Son de la semaine : White Rabbit de Jefferson Airplane

Ce dimanche, explorons des contrées étranges, colorées mais inquiétantes, chaleureuses mais angoissantes. Allons au plus profond de notre esprit, entre le rêve et la réalité, et méditons sur le formidable White Rabbit du groupe Jefferson Airplane.

Le groupe nait à San Francisco vers 1965, et se compose de Marty Balin (chant), Paul Kantner (guitare), Jorma Kaukonen (chant), Signe Toly Anderson (batterie), Jerry Peloquin et le bassiste Bob Harvey. Ne faîtes pas comme si vous ne connaissiez pas ces noms (en fait si, vous pouvez). Au départ influencé par les Beatles ou les Byrds, Jefferson Airplane se produit sur San Francisco et obtient un certain succès. Après quelques changements dans le groupe, c’est la chanteuse Grace Slick qui fait son apparition. Elle marquera les morceaux par sa signature vocale hors du commun.

C’est en effet elle qui chante sur White Rabbit, titre qui sort en 1967 sur l’album Surrealistic Pillow. Les paroles, sur fond de rythme presque tango, font référence aux effets hallucinogènes du LSD, en parallèle avec Alice au Pays des Merveilles de Lewis Carroll, ouvrage qui a un impact considérable dans la musique psychédélique de l’époque.
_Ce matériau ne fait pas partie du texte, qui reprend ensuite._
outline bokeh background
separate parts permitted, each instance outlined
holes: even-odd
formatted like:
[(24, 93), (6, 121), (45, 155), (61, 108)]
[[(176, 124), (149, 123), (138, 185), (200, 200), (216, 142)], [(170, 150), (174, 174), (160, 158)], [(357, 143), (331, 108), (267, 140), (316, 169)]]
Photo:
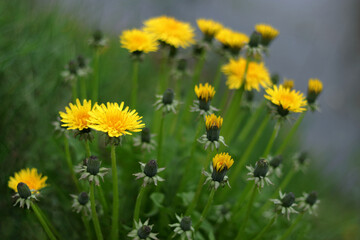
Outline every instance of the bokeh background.
[[(52, 104), (57, 109), (67, 104), (69, 93), (59, 90), (63, 85), (58, 73), (74, 57), (74, 52), (86, 52), (86, 44), (80, 43), (84, 36), (94, 29), (102, 29), (108, 36), (117, 38), (124, 29), (141, 27), (145, 19), (166, 14), (191, 22), (193, 26), (197, 18), (211, 18), (248, 34), (259, 22), (280, 30), (280, 37), (272, 44), (271, 57), (267, 60), (269, 69), (294, 79), (296, 88), (302, 91), (306, 91), (308, 78), (316, 77), (324, 83), (324, 92), (319, 98), (321, 112), (307, 114), (296, 136), (301, 148), (312, 153), (312, 167), (321, 179), (317, 185), (328, 193), (326, 212), (331, 219), (326, 221), (334, 227), (339, 223), (338, 235), (330, 234), (324, 239), (360, 239), (360, 219), (359, 214), (355, 214), (360, 209), (359, 1), (12, 2), (0, 3), (0, 211), (6, 216), (15, 216), (9, 217), (10, 222), (16, 223), (16, 218), (22, 216), (18, 210), (15, 215), (8, 210), (10, 191), (4, 188), (13, 171), (35, 160), (47, 164), (52, 173), (62, 171), (56, 170), (56, 164), (48, 163), (57, 159), (51, 152), (59, 146), (47, 142), (52, 136), (46, 136), (41, 130), (55, 118), (54, 112), (46, 115), (43, 110), (51, 109)], [(112, 47), (119, 48), (118, 45)], [(117, 63), (109, 57), (108, 64), (118, 64), (119, 69), (103, 73), (106, 78), (119, 78), (118, 73), (122, 71), (123, 78), (130, 76), (130, 65), (126, 54), (123, 55)], [(209, 61), (203, 77), (213, 78), (215, 64), (216, 61)], [(51, 71), (44, 70), (50, 68)], [(105, 82), (104, 86), (109, 84)], [(124, 82), (117, 86), (128, 87)], [(116, 97), (114, 92), (109, 95)], [(44, 144), (50, 145), (47, 151), (42, 149)], [(0, 236), (6, 231), (3, 223)]]

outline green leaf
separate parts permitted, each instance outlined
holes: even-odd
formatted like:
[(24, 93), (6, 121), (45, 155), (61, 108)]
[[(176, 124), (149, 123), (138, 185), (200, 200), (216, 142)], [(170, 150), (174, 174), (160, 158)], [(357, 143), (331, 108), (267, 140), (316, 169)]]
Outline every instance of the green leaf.
[(163, 207), (162, 203), (163, 203), (164, 198), (165, 198), (164, 194), (162, 194), (162, 193), (152, 193), (150, 195), (150, 198), (154, 202), (155, 206), (157, 206), (159, 208)]

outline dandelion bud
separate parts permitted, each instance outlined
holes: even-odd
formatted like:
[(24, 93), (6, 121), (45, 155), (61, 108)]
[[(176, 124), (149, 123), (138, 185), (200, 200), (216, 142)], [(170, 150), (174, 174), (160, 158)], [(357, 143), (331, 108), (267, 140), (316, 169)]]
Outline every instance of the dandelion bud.
[(277, 73), (271, 74), (271, 82), (272, 82), (274, 85), (278, 84), (279, 81), (280, 81), (280, 75), (279, 75), (279, 74), (277, 74)]
[(317, 197), (318, 197), (317, 192), (313, 191), (313, 192), (309, 193), (309, 195), (305, 199), (305, 202), (307, 204), (309, 204), (310, 206), (313, 206), (317, 201)]
[(77, 73), (77, 63), (74, 60), (71, 60), (68, 64), (68, 68), (69, 68), (69, 72), (71, 74), (76, 74)]
[(139, 230), (137, 231), (137, 235), (140, 239), (146, 239), (151, 233), (151, 227), (147, 225), (143, 225)]
[(227, 167), (224, 167), (220, 171), (214, 170), (211, 174), (212, 180), (216, 182), (222, 182), (224, 180), (224, 177), (226, 176), (227, 170)]
[(298, 161), (299, 161), (299, 163), (301, 165), (303, 165), (306, 162), (307, 158), (308, 158), (308, 153), (307, 152), (302, 152), (300, 154), (300, 156), (298, 157)]
[(143, 128), (143, 130), (141, 131), (141, 142), (150, 143), (150, 140), (151, 140), (150, 129), (147, 127)]
[(174, 97), (175, 97), (174, 91), (168, 88), (163, 94), (163, 98), (162, 98), (163, 104), (164, 105), (172, 104), (174, 101)]
[(180, 222), (181, 230), (184, 232), (191, 230), (191, 218), (190, 217), (183, 217)]
[(249, 46), (254, 48), (258, 47), (261, 42), (261, 34), (254, 31), (250, 36)]
[(307, 101), (309, 104), (312, 104), (316, 101), (319, 94), (322, 92), (323, 85), (319, 79), (309, 79), (308, 91), (307, 91)]
[(157, 174), (158, 171), (158, 165), (155, 160), (150, 160), (144, 168), (144, 173), (147, 177), (154, 177)]
[(99, 42), (103, 38), (103, 34), (100, 30), (95, 30), (93, 33), (94, 41)]
[(281, 155), (278, 155), (278, 156), (275, 156), (271, 159), (270, 161), (270, 166), (272, 168), (277, 168), (280, 166), (280, 164), (282, 163), (283, 161), (283, 157)]
[(255, 164), (254, 177), (266, 177), (269, 171), (269, 164), (265, 159), (260, 159)]
[(79, 56), (77, 57), (77, 62), (78, 62), (79, 68), (84, 68), (84, 67), (86, 67), (86, 61), (85, 61), (85, 58), (84, 58), (83, 56), (79, 55)]
[(295, 203), (295, 195), (292, 192), (287, 193), (282, 199), (281, 203), (283, 207), (291, 207)]
[(194, 56), (201, 56), (203, 52), (205, 51), (204, 45), (201, 44), (195, 44), (193, 54)]
[(78, 201), (81, 205), (86, 205), (89, 202), (89, 195), (86, 192), (82, 192), (78, 196)]
[(177, 48), (171, 45), (169, 50), (169, 58), (170, 59), (174, 58), (176, 54), (177, 54)]
[(87, 172), (91, 175), (96, 175), (100, 171), (100, 161), (96, 156), (91, 156), (87, 161)]
[(209, 141), (214, 142), (218, 141), (220, 137), (220, 128), (214, 126), (206, 131), (206, 136)]
[(30, 188), (28, 187), (28, 185), (26, 185), (26, 183), (19, 182), (19, 184), (17, 185), (17, 190), (20, 197), (23, 199), (27, 199), (31, 196)]
[(187, 61), (185, 58), (180, 58), (177, 62), (177, 70), (179, 71), (185, 71), (187, 67)]
[(245, 98), (248, 102), (252, 102), (254, 100), (254, 94), (255, 92), (253, 90), (251, 91), (245, 91)]

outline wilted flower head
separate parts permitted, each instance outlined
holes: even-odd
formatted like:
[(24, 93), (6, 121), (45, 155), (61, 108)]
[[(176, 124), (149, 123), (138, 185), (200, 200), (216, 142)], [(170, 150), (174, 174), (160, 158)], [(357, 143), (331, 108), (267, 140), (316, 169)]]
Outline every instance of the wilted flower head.
[(287, 79), (285, 78), (284, 79), (284, 82), (281, 84), (284, 88), (287, 88), (287, 89), (293, 89), (294, 88), (294, 80), (292, 79)]
[(165, 168), (158, 168), (158, 164), (156, 160), (150, 160), (148, 163), (140, 163), (141, 172), (134, 173), (136, 176), (136, 180), (140, 178), (144, 178), (144, 182), (142, 184), (143, 187), (146, 187), (147, 184), (154, 183), (157, 186), (158, 182), (165, 181), (162, 177), (158, 176), (159, 172), (165, 170)]
[(311, 110), (316, 110), (317, 106), (315, 104), (316, 99), (323, 90), (322, 82), (317, 78), (310, 78), (307, 90), (306, 100), (310, 105)]
[(192, 227), (192, 221), (191, 217), (185, 216), (183, 217), (175, 215), (176, 219), (178, 220), (177, 223), (169, 224), (170, 227), (174, 228), (174, 235), (173, 238), (176, 237), (176, 235), (180, 235), (181, 239), (187, 238), (187, 240), (192, 240), (192, 235), (195, 231), (195, 229)]
[(220, 143), (225, 144), (223, 136), (220, 136), (220, 129), (223, 123), (223, 118), (221, 116), (216, 116), (215, 114), (205, 116), (205, 127), (206, 134), (202, 135), (198, 142), (205, 144), (205, 149), (211, 145), (211, 149), (216, 149), (220, 147)]
[(17, 198), (14, 206), (20, 203), (20, 207), (26, 205), (30, 208), (31, 199), (36, 199), (39, 191), (47, 186), (46, 180), (47, 177), (39, 174), (36, 168), (22, 169), (14, 177), (10, 177), (8, 187), (16, 192), (14, 197)]
[(219, 186), (224, 187), (226, 184), (230, 187), (226, 173), (233, 164), (234, 160), (228, 153), (216, 154), (212, 159), (211, 173), (203, 170), (203, 174), (207, 177), (204, 184), (210, 181), (210, 187), (214, 189)]
[(281, 163), (283, 162), (283, 157), (281, 155), (277, 155), (274, 157), (270, 157), (269, 159), (269, 165), (270, 165), (270, 169), (269, 169), (269, 174), (271, 175), (272, 173), (275, 173), (275, 175), (277, 177), (281, 177), (282, 175), (282, 171), (281, 171)]
[(246, 34), (233, 31), (229, 28), (222, 28), (215, 35), (215, 38), (235, 56), (249, 42), (249, 37)]
[(79, 195), (70, 194), (73, 198), (72, 209), (76, 213), (83, 212), (86, 216), (90, 214), (90, 198), (86, 192), (81, 192)]
[(261, 34), (261, 45), (267, 47), (278, 35), (279, 31), (271, 25), (260, 23), (255, 26), (255, 31)]
[(210, 105), (212, 98), (215, 95), (215, 89), (208, 83), (195, 86), (195, 94), (198, 100), (194, 100), (194, 105), (191, 107), (192, 112), (200, 112), (200, 115), (212, 114), (217, 111), (216, 108)]
[(104, 181), (104, 176), (108, 173), (108, 168), (101, 168), (101, 162), (96, 156), (90, 156), (85, 161), (86, 164), (76, 169), (78, 173), (82, 173), (79, 180), (88, 179), (89, 182), (95, 181), (97, 186), (100, 185), (99, 177)]
[(61, 72), (61, 76), (66, 82), (74, 82), (78, 77), (78, 68), (79, 65), (77, 61), (71, 60), (67, 65), (65, 65), (65, 70)]
[(156, 237), (157, 233), (152, 233), (152, 228), (154, 225), (149, 225), (149, 219), (146, 220), (144, 223), (139, 220), (139, 222), (135, 221), (135, 228), (127, 235), (133, 240), (151, 240), (151, 239), (158, 239)]
[(253, 89), (260, 91), (260, 86), (267, 88), (272, 85), (270, 74), (264, 63), (248, 63), (246, 76), (245, 70), (246, 60), (244, 58), (230, 59), (230, 62), (222, 67), (223, 73), (228, 77), (226, 85), (229, 89), (239, 89), (245, 84), (246, 91)]
[(95, 30), (89, 39), (89, 46), (102, 50), (108, 46), (108, 39), (104, 37), (100, 30)]
[(172, 89), (165, 90), (163, 95), (156, 95), (157, 101), (154, 103), (155, 109), (163, 109), (164, 113), (172, 111), (176, 113), (176, 107), (179, 105), (179, 101), (175, 100), (175, 93)]
[(296, 200), (299, 202), (299, 209), (309, 211), (310, 214), (314, 213), (316, 215), (316, 210), (320, 203), (317, 192), (303, 193), (303, 196)]
[(252, 166), (246, 166), (246, 168), (249, 170), (249, 173), (247, 174), (250, 176), (247, 180), (248, 181), (255, 181), (255, 184), (258, 186), (258, 188), (263, 188), (265, 186), (265, 183), (268, 185), (272, 185), (273, 183), (268, 178), (269, 173), (269, 164), (265, 159), (260, 159), (256, 162), (255, 168)]
[(139, 136), (134, 137), (134, 146), (151, 152), (156, 147), (155, 134), (150, 133), (149, 128), (143, 128)]
[(272, 104), (276, 106), (276, 112), (280, 117), (286, 117), (289, 112), (306, 111), (306, 101), (304, 95), (295, 90), (284, 88), (282, 85), (266, 89), (268, 95), (264, 95)]
[(196, 23), (204, 34), (204, 41), (211, 42), (214, 36), (223, 28), (223, 25), (211, 19), (200, 18)]
[(194, 29), (189, 23), (181, 22), (173, 17), (160, 16), (144, 22), (144, 30), (153, 33), (155, 37), (175, 48), (186, 48), (193, 44)]
[(125, 30), (120, 36), (121, 47), (131, 53), (149, 53), (158, 49), (158, 41), (152, 33), (139, 29)]
[(279, 192), (280, 199), (270, 199), (275, 204), (275, 210), (280, 212), (283, 215), (287, 216), (287, 219), (290, 220), (291, 213), (298, 213), (293, 207), (297, 206), (295, 203), (295, 195), (292, 192), (283, 194)]
[(294, 155), (294, 167), (296, 170), (305, 171), (309, 165), (309, 154), (305, 151)]

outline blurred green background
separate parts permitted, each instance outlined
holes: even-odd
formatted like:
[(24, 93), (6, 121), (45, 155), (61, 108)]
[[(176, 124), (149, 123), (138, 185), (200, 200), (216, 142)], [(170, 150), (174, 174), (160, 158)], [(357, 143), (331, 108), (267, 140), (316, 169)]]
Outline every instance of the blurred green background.
[[(69, 9), (69, 5), (67, 7), (64, 7), (66, 4), (57, 5), (56, 1), (51, 2), (51, 4), (42, 1), (20, 0), (0, 2), (1, 239), (46, 239), (41, 226), (30, 211), (12, 207), (11, 195), (13, 192), (7, 187), (7, 181), (15, 171), (25, 167), (36, 167), (41, 173), (49, 177), (48, 183), (50, 187), (44, 190), (44, 197), (39, 205), (49, 216), (55, 227), (61, 229), (61, 235), (67, 236), (69, 239), (80, 239), (84, 236), (84, 233), (81, 232), (83, 227), (80, 218), (77, 214), (71, 212), (69, 194), (74, 193), (75, 189), (65, 163), (62, 140), (54, 135), (53, 126), (51, 125), (51, 122), (56, 120), (58, 111), (63, 110), (64, 106), (71, 101), (71, 89), (64, 83), (60, 73), (65, 64), (77, 55), (81, 54), (90, 59), (93, 52), (87, 46), (87, 39), (94, 29), (105, 29), (106, 35), (110, 38), (110, 46), (109, 50), (101, 56), (100, 102), (128, 102), (131, 89), (131, 61), (126, 50), (119, 47), (118, 34), (126, 28), (140, 27), (141, 21), (147, 17), (159, 14), (171, 15), (175, 11), (173, 9), (176, 9), (178, 5), (174, 4), (172, 6), (170, 2), (154, 1), (155, 5), (149, 10), (154, 15), (147, 13), (146, 16), (139, 15), (135, 18), (132, 14), (136, 13), (137, 8), (140, 9), (139, 12), (147, 12), (144, 6), (139, 7), (139, 1), (135, 1), (134, 10), (131, 14), (126, 15), (124, 9), (121, 10), (122, 15), (104, 10), (103, 15), (101, 15), (104, 20), (99, 22), (96, 22), (96, 20), (100, 19), (97, 18), (97, 15), (86, 20), (84, 16), (88, 15), (86, 15), (85, 10), (84, 12), (80, 11), (79, 14), (74, 14), (72, 11), (64, 10)], [(280, 3), (281, 1), (277, 1), (277, 4)], [(309, 1), (308, 3), (310, 4)], [(89, 5), (81, 2), (74, 9), (81, 9), (80, 6), (82, 6), (85, 9), (89, 7), (94, 11), (91, 4), (95, 3), (89, 1), (87, 4)], [(114, 3), (106, 1), (103, 4), (112, 6), (111, 4)], [(131, 4), (125, 4), (127, 9), (130, 8)], [(163, 4), (163, 9), (156, 8), (161, 4)], [(191, 4), (191, 1), (180, 4), (182, 11), (186, 12), (186, 9), (191, 9)], [(224, 5), (229, 7), (230, 2), (226, 2)], [(196, 3), (194, 3), (194, 6), (199, 7)], [(183, 14), (183, 18), (194, 23), (198, 17), (211, 17), (211, 13), (215, 11), (216, 6), (210, 4), (208, 13), (203, 11), (196, 13), (197, 9), (192, 12), (194, 15), (190, 16), (190, 13)], [(235, 7), (240, 9), (240, 6), (244, 5), (240, 4)], [(257, 15), (256, 7), (254, 3), (248, 7), (256, 18), (250, 18), (249, 21), (246, 21), (246, 16), (241, 17), (243, 21), (240, 25), (246, 26), (246, 29), (242, 30), (237, 27), (237, 22), (234, 21), (229, 25), (237, 30), (250, 32), (252, 26), (256, 23), (253, 21), (268, 21), (267, 16)], [(329, 6), (329, 9), (331, 9), (331, 6)], [(218, 14), (220, 13), (226, 14), (224, 10), (221, 10)], [(218, 14), (216, 15), (218, 16)], [(311, 18), (308, 15), (297, 17)], [(346, 14), (343, 17), (346, 17)], [(221, 16), (218, 16), (216, 20), (221, 21)], [(117, 27), (112, 28), (114, 25), (107, 24), (108, 21), (117, 21), (118, 25), (115, 24)], [(273, 24), (273, 22), (269, 23)], [(290, 23), (285, 21), (284, 24), (288, 24), (287, 28), (291, 28), (291, 21)], [(277, 26), (275, 23), (274, 25)], [(354, 26), (359, 27), (359, 25), (355, 24)], [(307, 28), (312, 29), (310, 25), (305, 24), (302, 26), (301, 31), (305, 32)], [(282, 41), (290, 42), (292, 49), (298, 49), (297, 42), (300, 42), (300, 47), (303, 46), (304, 42), (302, 42), (301, 38), (308, 36), (301, 34), (301, 31), (294, 36), (291, 35), (293, 32), (288, 33), (285, 27), (284, 29), (280, 28), (279, 41), (281, 41), (281, 38), (285, 39)], [(328, 31), (337, 30), (334, 27), (328, 29)], [(350, 35), (346, 31), (340, 33), (344, 34), (345, 40), (349, 40), (351, 34), (356, 35), (358, 33), (356, 31), (355, 29), (350, 31)], [(356, 36), (358, 37), (358, 34)], [(353, 40), (349, 41), (353, 43)], [(332, 49), (335, 50), (341, 44), (349, 45), (348, 42), (336, 42)], [(318, 51), (318, 49), (321, 51)], [(354, 46), (354, 49), (358, 50), (358, 45)], [(352, 126), (348, 122), (349, 118), (351, 122), (358, 120), (360, 101), (359, 99), (356, 100), (356, 98), (350, 99), (353, 102), (350, 102), (350, 106), (347, 106), (346, 109), (348, 107), (353, 109), (354, 112), (351, 116), (347, 115), (349, 113), (346, 112), (346, 109), (341, 108), (341, 104), (347, 100), (346, 97), (353, 93), (353, 85), (346, 82), (347, 80), (351, 81), (346, 77), (340, 79), (332, 76), (329, 77), (330, 80), (324, 79), (329, 76), (326, 72), (333, 72), (334, 69), (329, 69), (330, 63), (327, 61), (328, 59), (325, 59), (325, 56), (326, 58), (330, 56), (323, 54), (323, 50), (323, 48), (316, 48), (311, 45), (311, 53), (314, 54), (314, 57), (317, 56), (318, 64), (316, 69), (311, 68), (309, 72), (304, 66), (297, 65), (296, 60), (293, 60), (297, 59), (298, 56), (301, 58), (301, 53), (299, 53), (301, 49), (294, 50), (290, 58), (283, 52), (281, 42), (274, 44), (274, 48), (271, 49), (272, 56), (269, 60), (270, 69), (285, 74), (285, 77), (293, 77), (290, 70), (284, 70), (289, 64), (293, 65), (290, 67), (291, 70), (300, 68), (294, 74), (301, 76), (301, 81), (296, 81), (296, 86), (303, 90), (305, 90), (306, 81), (309, 77), (319, 77), (324, 81), (325, 85), (325, 92), (320, 96), (320, 104), (324, 107), (323, 112), (308, 114), (310, 116), (307, 116), (305, 123), (300, 128), (299, 135), (294, 139), (291, 146), (293, 150), (309, 149), (312, 162), (309, 171), (306, 174), (299, 173), (287, 189), (291, 189), (297, 195), (300, 195), (303, 191), (311, 191), (316, 188), (314, 190), (319, 192), (321, 199), (319, 216), (306, 218), (308, 222), (301, 225), (296, 235), (297, 238), (294, 239), (360, 239), (360, 219), (358, 214), (360, 212), (358, 187), (360, 166), (358, 159), (360, 154), (355, 147), (358, 145), (356, 140), (359, 139), (358, 126), (353, 128), (353, 132), (349, 133), (348, 138), (346, 138), (347, 128)], [(358, 63), (357, 59), (351, 58), (354, 53), (356, 51), (348, 53), (349, 55), (343, 56), (341, 59), (359, 66), (356, 65)], [(273, 56), (274, 60), (272, 60)], [(334, 57), (338, 56), (335, 55)], [(156, 82), (158, 77), (159, 64), (160, 55), (148, 56), (141, 65), (139, 77), (141, 88), (138, 111), (141, 115), (144, 115), (144, 121), (149, 123), (150, 127), (152, 124), (150, 123), (153, 111), (152, 103), (155, 100), (153, 97), (155, 95), (153, 83)], [(216, 64), (217, 60), (212, 56), (205, 67), (203, 79), (213, 78)], [(339, 71), (347, 72), (346, 66), (344, 64), (341, 66), (344, 69)], [(358, 70), (358, 68), (355, 68), (355, 70)], [(285, 73), (282, 73), (283, 71)], [(354, 74), (356, 74), (356, 71), (354, 71)], [(333, 81), (334, 78), (338, 81), (337, 83)], [(184, 81), (190, 80), (184, 79)], [(348, 92), (337, 88), (339, 82), (347, 86)], [(357, 89), (358, 86), (359, 84), (356, 85)], [(222, 94), (222, 91), (217, 94)], [(334, 102), (337, 102), (340, 107), (337, 105), (334, 107), (332, 105)], [(338, 108), (345, 112), (337, 111)], [(313, 125), (315, 125), (315, 128)], [(267, 131), (270, 133), (271, 128), (267, 129)], [(333, 133), (335, 135), (329, 135), (329, 132), (332, 131), (335, 132)], [(191, 129), (184, 134), (185, 139), (190, 139), (188, 141), (191, 144)], [(343, 140), (342, 137), (346, 138), (346, 140)], [(164, 187), (168, 189), (166, 190), (168, 191), (167, 196), (171, 195), (172, 179), (178, 177), (176, 168), (182, 164), (181, 159), (184, 157), (184, 152), (188, 151), (186, 145), (177, 146), (176, 144), (174, 139), (168, 138), (164, 146), (166, 156), (171, 157), (173, 162), (173, 166), (167, 173), (167, 182)], [(260, 143), (259, 148), (264, 144), (264, 142)], [(344, 144), (348, 145), (347, 148), (342, 147)], [(174, 147), (175, 145), (176, 147)], [(71, 141), (71, 146), (73, 149), (82, 149), (81, 144), (76, 140)], [(120, 190), (120, 196), (122, 196), (120, 209), (132, 209), (134, 204), (139, 183), (132, 180), (131, 174), (139, 171), (137, 161), (146, 161), (146, 159), (152, 157), (139, 151), (133, 154), (132, 151), (132, 147), (126, 143), (123, 148), (118, 149), (120, 179), (123, 183)], [(104, 157), (103, 162), (108, 166), (109, 159), (106, 159), (108, 149), (101, 147), (96, 153)], [(80, 162), (84, 155), (81, 151), (72, 151), (72, 154), (77, 162)], [(198, 155), (200, 154), (201, 150), (198, 151)], [(107, 180), (109, 181), (109, 179)], [(105, 186), (104, 190), (105, 192), (106, 190), (111, 192), (111, 186)], [(111, 199), (111, 193), (107, 194), (107, 197)], [(151, 213), (152, 211), (158, 211), (158, 209), (152, 209), (151, 204), (148, 202), (147, 211)], [(128, 222), (131, 221), (132, 212), (124, 210), (123, 213), (124, 215), (120, 217), (121, 220), (130, 225)], [(102, 221), (107, 222), (109, 219), (103, 219)], [(283, 221), (279, 224), (286, 227), (288, 223)], [(124, 228), (121, 231), (126, 232), (127, 229)]]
Rappelons que c’est en 1967 que sortent aussi deux monuments du rock : le Sergent Pepper’s Lonely Hearts Club Band des Beatles, et The Piper at The Gates of Dawn des Pink Floyd.

Un bien belle année en somme.

Oeuvre de la semaine : la Vierge au Lapin de Titien

Restons chez nos amis les lapins, mais oublions le LSD. Quoique, parfois on a l’impression, vu leurs visages, que la Vierge, le Christ et les saints sont en plein trip. Oublions cette digression, et regardons quelques instants la Vierge au Lapin, toile du Titien datée vers 1530 et conservée au Musée du Louvre.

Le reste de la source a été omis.